Light Industry Presents: This Is Marshall McLuhan

August 11 2011

In 2011, a screening of This is Marshall McLuchan: The Medium is the Massage was presented by Light Industry at the New Museum, organized by Rhizome as part of the New Silent series. This is Marshall McLuchan premiered in 1967 as one of the first installments of “NBC Experiment in Television,” an innovative series of Sunday-afternoon cultural programs that would later include such diverse offerings as an animated special by Harold Pinter, Jim Henson’s live-action teleplay The Cube, and extended profiles of figures like writer Scholem Aleichem, cartoonist Al Capp, and architectural visionary Buckminster Fuller. McLuhan’s episode appeared at the height of his notoriety within popular consciousness: 1967 also saw the publication of McLuhan and Quentin Fiore’s book The Medium Is the Massage: An Inventory of Effects, the fourth issue of Aspen magazine edited by McLuhan and Fiore, and an LP recording of The Medium Is the Massage released by Columbia Records.

An attempt to articulate McLuhan’s ideas through the language of one of his paradigmatic subjects—television—This Is Marshall McLuhan interspersed observations by McLuhan himself with commentary from art-world figures like gallerist Ivan Karp, artists Malcolm Morley and Allan Kaprow, and Museum of Modern Art curator Inez Garson. As if to illustrate McLuhan’s dictum that “all media work us over completely,” these remarks were punctuated by rapid-fire montages of pop culture and the avant-garde, mixing performances by Nam June Paik and Charlotte Moorman, go-go girls, stand-up comedians, and Madison Avenue’s most countercultural ads into a Laugh-In-era attempt at televisual information overload. An evocative dispatch from a moment when culture’s relationship to media was in a state of profound transition, this rarely-screened film continues to resonate with our contemporary situation, its new technologies and their inventories of effects.
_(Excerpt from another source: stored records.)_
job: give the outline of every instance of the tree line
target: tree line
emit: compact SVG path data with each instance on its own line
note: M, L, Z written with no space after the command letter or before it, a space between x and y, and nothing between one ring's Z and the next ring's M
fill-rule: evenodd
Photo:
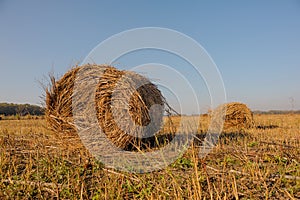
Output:
M0 115L44 115L44 108L30 104L0 103Z
M269 111L253 111L254 114L300 114L300 110L269 110Z

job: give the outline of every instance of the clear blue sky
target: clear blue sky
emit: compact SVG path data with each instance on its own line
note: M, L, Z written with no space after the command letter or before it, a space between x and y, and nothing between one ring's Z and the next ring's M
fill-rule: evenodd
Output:
M0 0L0 102L39 104L38 82L48 72L62 75L104 39L148 26L199 42L221 72L228 101L270 110L291 109L293 99L300 109L297 0Z

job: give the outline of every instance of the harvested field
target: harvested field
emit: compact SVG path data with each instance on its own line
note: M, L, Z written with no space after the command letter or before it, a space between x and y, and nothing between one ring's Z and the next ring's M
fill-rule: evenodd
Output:
M207 157L199 159L193 146L149 174L104 168L80 142L66 145L46 129L43 119L2 120L0 198L299 199L300 115L253 118L256 127L224 134Z

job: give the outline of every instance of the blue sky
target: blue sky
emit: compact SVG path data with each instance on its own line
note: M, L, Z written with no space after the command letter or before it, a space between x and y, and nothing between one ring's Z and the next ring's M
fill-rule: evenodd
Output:
M149 26L200 43L220 70L228 101L254 110L300 109L297 0L0 0L0 102L39 104L39 81L48 72L60 76L108 37ZM117 67L133 63L121 59Z

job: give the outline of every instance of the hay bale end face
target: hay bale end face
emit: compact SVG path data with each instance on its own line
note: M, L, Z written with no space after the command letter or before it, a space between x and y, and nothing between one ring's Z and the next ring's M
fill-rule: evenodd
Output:
M99 124L115 145L124 149L128 144L140 146L138 136L151 137L149 133L159 131L164 109L156 110L154 116L150 116L149 111L153 105L163 106L164 101L160 91L148 79L134 72L108 67L98 86L96 110ZM143 129L143 126L148 128Z
M210 116L223 116L223 131L240 131L254 126L253 113L246 104L239 102L226 103L211 111ZM217 122L219 123L219 122Z
M154 135L162 125L164 98L161 92L147 78L134 72L117 70L108 65L93 67L105 68L102 77L99 77L95 93L97 118L101 129L117 147L128 149L143 145L141 138L135 136L151 139L147 134ZM51 87L46 90L45 112L50 129L75 137L77 134L73 124L72 94L78 70L80 67L71 69L58 81L51 78ZM115 96L117 97L113 98ZM158 109L151 114L153 105L160 106L154 106ZM133 124L123 123L129 120ZM128 126L120 127L120 123Z

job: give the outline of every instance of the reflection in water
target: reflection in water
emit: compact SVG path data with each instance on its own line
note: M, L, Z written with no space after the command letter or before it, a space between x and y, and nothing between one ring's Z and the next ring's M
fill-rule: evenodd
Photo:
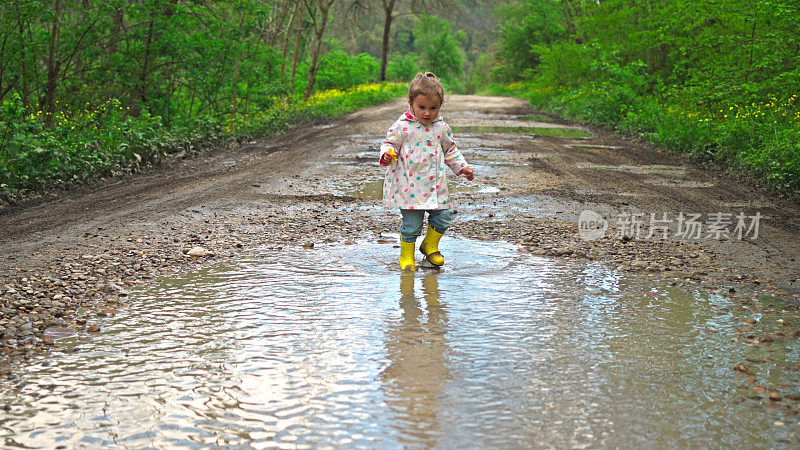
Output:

The screening was introduced by Alex Kitnick, a writer and curator based in New York. Light Industry is a venue for film and electronic art in Brooklyn, New York founded by Thomas Beard and Ed Halter.
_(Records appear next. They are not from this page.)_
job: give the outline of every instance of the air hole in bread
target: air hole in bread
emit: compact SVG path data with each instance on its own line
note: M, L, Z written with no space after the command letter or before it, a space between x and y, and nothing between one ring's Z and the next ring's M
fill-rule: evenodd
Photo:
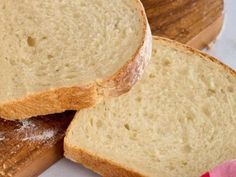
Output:
M155 117L154 117L153 113L150 113L150 114L148 114L148 118L149 119L154 119Z
M175 168L173 166L167 166L167 169L173 171Z
M125 127L127 130L130 130L129 124L125 124L124 127Z
M148 117L148 113L147 113L147 112L144 112L144 113L143 113L143 117Z
M5 57L5 60L6 60L6 61L9 61L9 63L10 63L12 66L16 65L16 61L15 61L15 60L8 60L7 57Z
M220 89L220 92L221 92L221 93L225 93L224 89Z
M38 77L42 77L42 76L45 75L45 73L36 73L35 75L38 76Z
M141 102L141 101L142 101L142 98L141 98L141 97L137 97L135 100L136 100L137 102Z
M208 89L207 90L207 96L208 97L214 96L215 94L216 94L215 90L213 90L213 89Z
M66 77L66 79L74 79L74 78L77 77L77 75L76 75L76 74L68 74L68 75L65 76L65 77Z
M156 76L154 74L149 74L149 78L153 79L155 78Z
M99 4L99 2L98 2L98 4ZM81 2L80 7L86 7L86 3Z
M191 151L192 151L191 146L185 145L185 146L183 147L183 152L184 152L184 153L190 153Z
M32 20L33 18L32 18L32 16L28 16L27 19Z
M34 47L36 45L36 40L33 37L29 36L27 38L27 43L29 47Z
M153 55L155 55L157 53L157 49L153 49L152 53L153 53Z
M107 135L107 139L112 140L111 135Z
M227 80L229 81L229 83L233 83L234 82L233 79L231 77L229 77L229 76L227 76Z
M229 87L227 88L227 90L228 90L228 92L230 92L230 93L233 93L233 92L234 92L234 88L233 88L232 86L229 86Z
M101 128L102 127L102 121L98 120L96 123L97 128Z
M169 60L164 60L163 61L164 66L169 66L170 64L171 64L171 62Z
M48 55L48 59L52 59L53 58L53 56L52 55Z
M209 110L209 108L207 106L203 107L202 108L202 111L203 113L206 115L206 116L210 116L211 115L211 111Z
M117 30L119 27L119 21L116 21L116 23L114 24L114 30Z
M92 127L93 126L93 119L90 119L89 123L90 123L90 125Z
M131 135L130 135L130 139L131 140L137 140L137 133L132 133Z
M95 63L91 63L90 66L91 66L91 67L95 67L96 64L95 64Z
M47 36L42 37L43 40L45 40L45 39L47 39L47 38L48 38Z
M192 114L192 113L190 113L189 115L187 115L187 121L188 122L193 122L193 120L194 120L194 115Z

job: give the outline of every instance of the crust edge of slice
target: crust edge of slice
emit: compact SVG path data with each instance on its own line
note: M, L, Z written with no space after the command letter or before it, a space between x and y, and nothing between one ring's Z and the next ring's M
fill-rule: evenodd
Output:
M86 150L69 147L67 144L64 144L64 152L66 158L73 159L74 162L81 163L104 177L146 177L132 169L122 167L115 162L98 157Z

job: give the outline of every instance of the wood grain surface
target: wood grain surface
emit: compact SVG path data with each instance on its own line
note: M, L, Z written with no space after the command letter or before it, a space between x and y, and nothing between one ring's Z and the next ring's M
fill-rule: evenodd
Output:
M36 176L62 157L74 112L13 122L0 120L0 176Z
M182 43L188 43L208 29L204 34L207 44L211 42L207 39L208 36L216 38L223 23L223 0L141 1L146 9L153 35L168 37ZM214 26L215 23L217 25ZM212 31L216 28L218 31Z
M202 48L223 23L223 0L142 0L153 35ZM0 119L0 177L32 177L63 154L74 112L10 122Z

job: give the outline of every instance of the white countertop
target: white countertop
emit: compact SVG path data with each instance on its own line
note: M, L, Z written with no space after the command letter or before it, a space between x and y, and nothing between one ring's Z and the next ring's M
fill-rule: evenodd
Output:
M206 51L236 69L236 1L226 0L225 24L213 47ZM40 177L98 177L93 172L65 158L54 164Z

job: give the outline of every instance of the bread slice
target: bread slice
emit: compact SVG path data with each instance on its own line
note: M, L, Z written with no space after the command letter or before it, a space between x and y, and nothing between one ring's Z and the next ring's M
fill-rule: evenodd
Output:
M105 177L197 177L236 158L236 73L155 38L141 81L77 113L65 156Z
M0 117L78 110L127 92L151 55L139 0L1 0Z

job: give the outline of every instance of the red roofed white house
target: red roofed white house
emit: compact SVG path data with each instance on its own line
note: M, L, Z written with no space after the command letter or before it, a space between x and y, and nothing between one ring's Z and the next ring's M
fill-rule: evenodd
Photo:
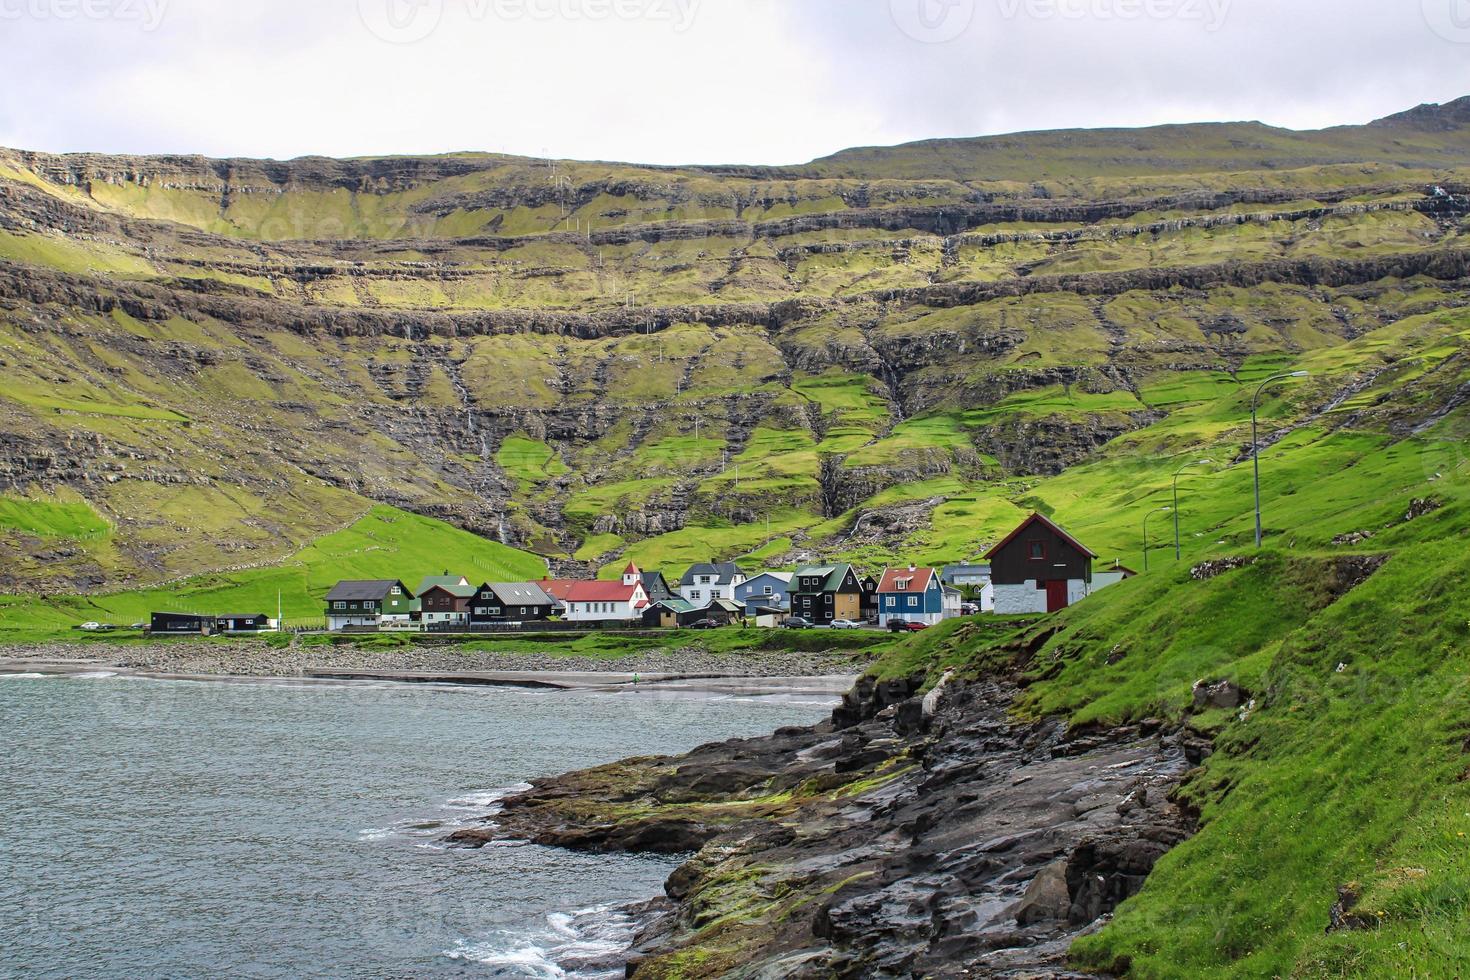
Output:
M1002 616L1058 612L1094 591L1097 555L1041 514L1022 521L985 558Z
M937 626L960 615L960 595L937 568L890 568L878 583L878 625L898 620Z
M573 623L641 620L649 605L643 572L632 562L619 581L568 582L552 594L566 606L563 618Z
The New Silent was a series of programs, presented by the New Museum and organized by its affiliate organization Rhizome, that explored contemporary art engaged with emerging technology and examined the ways digital technologies alter our lives and experiences of urban spaces. The series comprised screenings and performances, as well as a critical conversational strand, which brought together leading scholars, artists, critics, and public figures to illuminate the complex interactions between technology, culture, and creative practice. Named for the generational theories of Neil Howe and William Strauss, the New Silent presented artists working at the furthest reaches of technological experimentation as well as those responding to the broader aesthetic and political implications of new tools and media.